BIOS updates still matter

bscott at ntisys.com bscott at ntisys.com
Wed Sep 1 00:28:00 EDT 2004


On Tue, 31 Aug 2004, at 9:03am, mkomarinski at wayga.org wrote:
> But now it seems that the hardware is getting its own firmware and that
> needs updating.

  Indeed.

  Some (rather esoteric) explanation, for those interested:

  The IBM-PC BIOS (Basic Input/Output System), strictly speaking, is the
part of the system that translates various well-known software interrupt
calls into hardware-specific functions.  For example, INT13 (software
interrupt 0x13)  provides low-level disk read/write functions.  The idea was
that hardware would provide a BIOS interface, and software would be written
to use the BIOS, giving the platform a measure of hardware abstraction.

  Unfortunately, the original BIOS design was junk to begin with, and poor
implementation quality generally made things even worse.  It was and is very
common for software to go "around" the BIOS, in order to get the features,
performance, and/or control needed.  That was the case when the BIOS was
brand new, and now it's twenty years old and hasn't aged well.

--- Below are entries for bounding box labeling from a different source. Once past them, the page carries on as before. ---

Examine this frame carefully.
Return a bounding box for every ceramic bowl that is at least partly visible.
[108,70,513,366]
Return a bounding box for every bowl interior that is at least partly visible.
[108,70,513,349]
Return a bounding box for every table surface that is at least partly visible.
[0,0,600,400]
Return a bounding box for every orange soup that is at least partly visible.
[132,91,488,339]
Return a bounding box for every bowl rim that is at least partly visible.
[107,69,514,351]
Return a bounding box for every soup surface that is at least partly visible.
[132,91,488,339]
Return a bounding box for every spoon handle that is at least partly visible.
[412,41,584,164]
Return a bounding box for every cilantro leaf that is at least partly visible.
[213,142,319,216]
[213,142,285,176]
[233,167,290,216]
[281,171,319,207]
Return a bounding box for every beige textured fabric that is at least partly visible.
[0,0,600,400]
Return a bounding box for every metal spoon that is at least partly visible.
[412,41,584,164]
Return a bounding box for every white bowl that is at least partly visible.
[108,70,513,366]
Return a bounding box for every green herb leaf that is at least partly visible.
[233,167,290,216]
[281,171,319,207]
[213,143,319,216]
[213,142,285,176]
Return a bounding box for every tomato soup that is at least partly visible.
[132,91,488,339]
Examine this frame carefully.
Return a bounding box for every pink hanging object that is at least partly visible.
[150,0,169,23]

  In particular, almost all BIOS calls have to be made in real mode (16-bit
segmented memory).  That makes the BIOS useless to the Linux kernel, which
runs in protected mode (32-bit flat vitalized memory).  This is why you
need drivers for everything in Linux, while you can limp along sometimes
under 'doze and DOS.  Windows 95 and 98 can still fall back on the BIOS for
some things if they have to.  So, people say, correctly, that "Linux doesn't
use the BIOS".

  Now, on the original IBM-PC, most of the main ROM was dedicated to the
implementation of BIOS services [1].  There was practically nothing in ROM
that wasn't BIOS, so in the IBM-PC world, "BIOS" and "firmware" became
somewhat synonymous.

  However, as Mark Komarinski notes, these days, there is plenty that
happens in "firmware" that is not, technically speaking, part of the "BIOS".  
Hardware initialization and setup code was tiny in the IBM-PC ROM, but is
huge today.  PCI enumeration.  PCI interrupt routing.  ACPI.  ISA PnP.  
Microprocessor configuration.  Perhaps even FPGA or ASIC programming.  All
of that is done by the firmware.  Linux needs it to be done properly.  So if
the firmware is buggy, Linux may break.


Footnotes
---------
[1] Also a BASIC interpreter, which I will ignore for this discussion.